GAWAT! Jika Eksepsi Dokter Tifa Dikabulkan, Jokowi Bisa Melenggang Lolos Tanpa Perlu Buka Ijazah

DEMOCRAZY.ID – Harapan publik untuk melihat Presiden ke-7 RI, Joko Widodo, duduk di kursi pesakitan dan membuka misteri ijazah aslinya kini berada di ambang ketidakpastian.

Di balik upaya hukum Dokter Tifa yang sedang berjuang melawan dakwaan fitnah dan pencemaran nama baik, muncul ancaman baru: sebuah “skenario tak terduga” yang justru bisa membuat Jokowi melenggang bebas dari kewajiban membuktikan keaslian ijazahnya.

“Kemenangan” Dokter Tifa yang Jadi Bumerang bagi Rakyat?

Advokat Ahmad Khozinudin melontarkan peringatan keras.

Ia menilai jika eksepsi (nota keberatan) yang diajukan Dokter Tifa dikabulkan oleh majelis hakim, maka dakwaan jaksa otomatis gugur.

Jika itu terjadi, perkara tidak akan pernah menyentuh pokok pembuktian.

Artinya? Jokowi tidak perlu hadir, tidak perlu bersaksi, dan tidak perlu menunjukkan ijazah aslinya di depan publik.

“Eksepsi atau perlawanan Tifa ini kalau berhasil dikabulkan oleh hakim, maka gugurlah dakwaan jaksa sehingga tidak perlu masuk pembuktian, sehingga Jokowi juga tidak perlu hadir di persidangan,” ungkap Khozinudin dalam kanal YouTube Forum Keadilan TV.

Khozinudin menyoroti paradoks ini dengan tajam. Baginya, bagi Dokter Tifa, kemenangan di tahap eksepsi memang sebuah kelegaan.

Namun bagi rakyat yang telah lama menanti babak pembuktian, ini adalah sebuah kehilangan besar.

“Euforianya mungkin bagi Tifa ini adalah kemenangan karena tidak jadi didakwa. Tetapi secara substansi, rakyat kehilangan objek perjuangan yang selama ini justru ditunggu-tunggu,” tegasnya dengan nada kecewa.

Dokter Tifa: “Dakwaan Jaksa Cacat Hukum!”

Dokter Tifa sendiri sebelumnya telah melancarkan serangan balik di ruang sidang.

Ia menegaskan bahwa surat dakwaan jaksa penuh dengan kelemahan fatal, yakni error in objecto (salah objek) dan error in persona (salah subjek).

“Setelah kami pelajari, (dakwaan) mengandung dua kelemahan utama yang membuat sidang atas nama saya sebagai terdakwa tidak lagi dilanjutkan,” ujar Tifa yakin.

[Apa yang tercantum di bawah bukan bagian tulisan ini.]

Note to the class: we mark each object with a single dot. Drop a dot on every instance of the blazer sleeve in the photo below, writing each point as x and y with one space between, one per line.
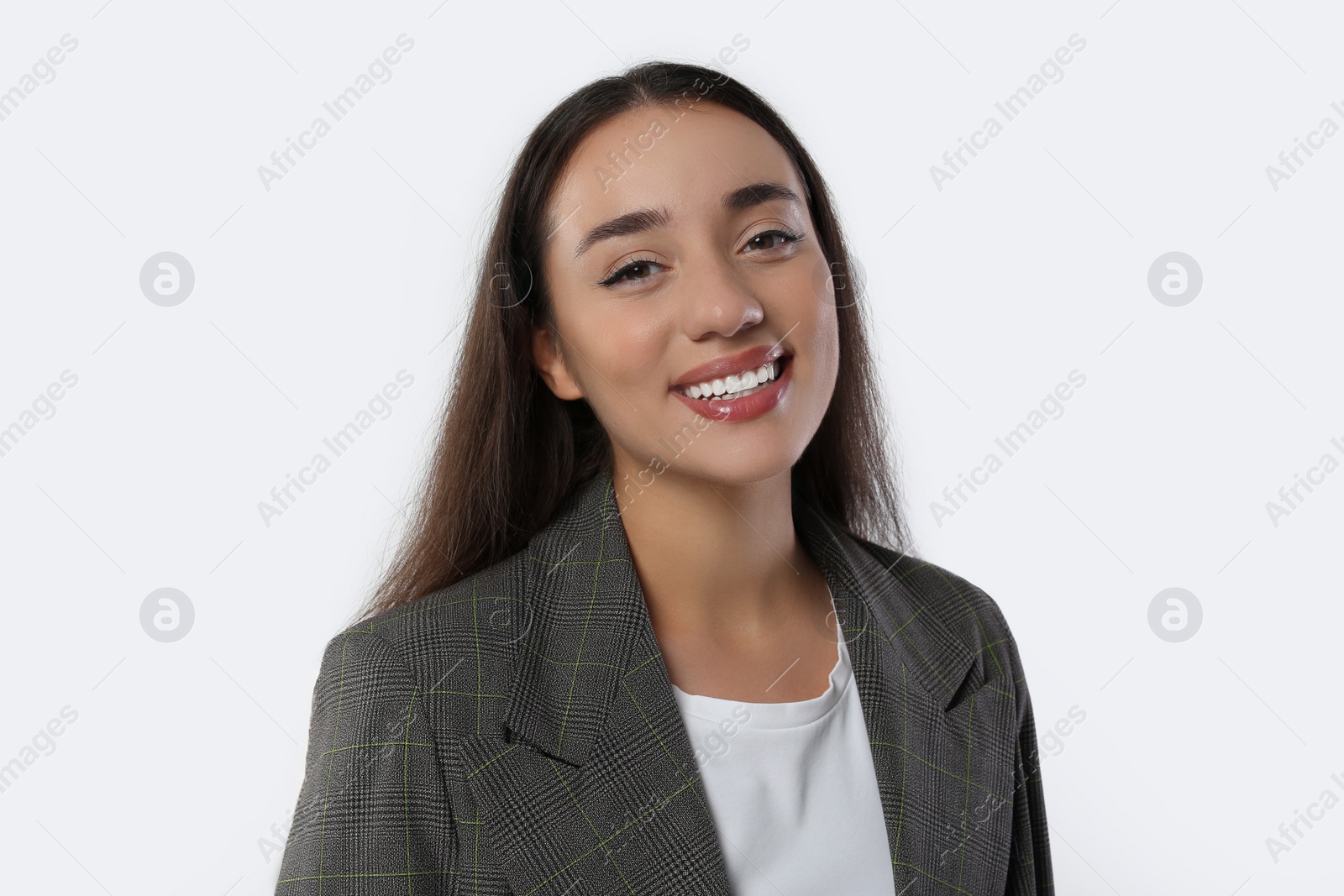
373 815
1030 871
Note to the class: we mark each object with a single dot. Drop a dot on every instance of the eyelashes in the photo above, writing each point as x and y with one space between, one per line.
629 268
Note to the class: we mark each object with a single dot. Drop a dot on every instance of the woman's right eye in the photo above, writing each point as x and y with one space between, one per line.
638 270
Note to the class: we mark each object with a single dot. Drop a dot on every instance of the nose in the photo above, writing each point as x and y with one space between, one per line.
717 298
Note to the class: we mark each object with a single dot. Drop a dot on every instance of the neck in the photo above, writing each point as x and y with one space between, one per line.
712 557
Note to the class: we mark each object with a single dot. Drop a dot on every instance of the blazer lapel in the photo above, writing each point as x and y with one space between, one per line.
942 741
596 789
591 786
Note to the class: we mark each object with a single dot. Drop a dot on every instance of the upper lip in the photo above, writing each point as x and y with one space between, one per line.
722 367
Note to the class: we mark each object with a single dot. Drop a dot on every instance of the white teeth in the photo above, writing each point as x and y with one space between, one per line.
737 385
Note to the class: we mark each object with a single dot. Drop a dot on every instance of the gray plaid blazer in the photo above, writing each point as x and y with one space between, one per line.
517 732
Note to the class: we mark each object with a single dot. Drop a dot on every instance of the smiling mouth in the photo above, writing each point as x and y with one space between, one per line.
738 385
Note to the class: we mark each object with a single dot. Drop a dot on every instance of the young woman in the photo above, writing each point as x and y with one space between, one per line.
655 627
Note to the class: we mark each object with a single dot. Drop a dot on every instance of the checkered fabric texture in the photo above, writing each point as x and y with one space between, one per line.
517 732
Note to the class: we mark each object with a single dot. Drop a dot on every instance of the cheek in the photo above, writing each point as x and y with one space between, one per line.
624 348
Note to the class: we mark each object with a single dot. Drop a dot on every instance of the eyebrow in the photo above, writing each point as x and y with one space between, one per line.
638 222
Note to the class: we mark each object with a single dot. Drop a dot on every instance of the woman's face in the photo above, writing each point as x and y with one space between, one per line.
676 242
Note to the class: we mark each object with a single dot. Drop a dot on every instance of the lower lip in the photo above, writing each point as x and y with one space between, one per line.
743 409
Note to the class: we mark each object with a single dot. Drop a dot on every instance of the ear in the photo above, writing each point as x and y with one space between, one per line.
550 364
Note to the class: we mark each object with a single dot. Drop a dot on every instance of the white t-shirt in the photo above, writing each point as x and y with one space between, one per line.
793 792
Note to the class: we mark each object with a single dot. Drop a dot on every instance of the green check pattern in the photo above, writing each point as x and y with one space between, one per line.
517 732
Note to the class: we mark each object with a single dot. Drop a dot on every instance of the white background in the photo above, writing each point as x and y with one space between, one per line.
1030 264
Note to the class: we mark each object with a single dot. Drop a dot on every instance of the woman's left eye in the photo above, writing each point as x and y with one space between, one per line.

Rakyat Yakin Tifa Menang di Pokok Perkara

Di sisi lain, Khozinudin mengungkapkan keyakinan publik bahwa jika perkara ini dipaksakan masuk ke pokok pembuktian, Dokter Tifa memiliki peluang besar untuk menang telak.

Rakyat yang sudah terlanjur skeptis dengan keaslian ijazah tersebut meyakini bahwa di tahap pembuktian, kebenaran akan tersingkap.

“Padahal kalau masuk ke pokok, rakyat juga yakin Tifa bisa memenangkan pertarungan ini. Karena rakyat semuanya sudah mendukung, pasti ijazah tersebut bermasalah dan tidak mungkin dihadirkan ijazah lain,” imbuhnya.

Pertaruhan Terakhir: Apakah Keinginan Rakyat Terkabul?

Kini, publik berada dalam posisi yang dilematis.

Di satu sisi, semua orang ingin Dokter Tifa selamat dari jeratan hukum yang dianggap politis.

Namun di sisi lain, jika eksepsi dikabulkan, “pintu gerbang” untuk memaksa Jokowi membuka ijazah asli akan terkunci rapat seketika.

Apakah majelis hakim akan mengabulkan eksepsi tersebut dan membiarkan misteri ijazah tetap menjadi teka-teki abadi, atau akankah mereka memilih untuk melanjutkan ke pokok perkara demi menjawab rasa penasaran jutaan rakyat Indonesia?

Drama di Pengadilan Negeri ini telah mencapai klimaks.

Semua mata kini tertuju pada palu hakim—apakah akan menjadi penyelamat bagi Jokowi, atau menjadi awal dari terbukanya kotak pandora yang selama ini tertutup rapat?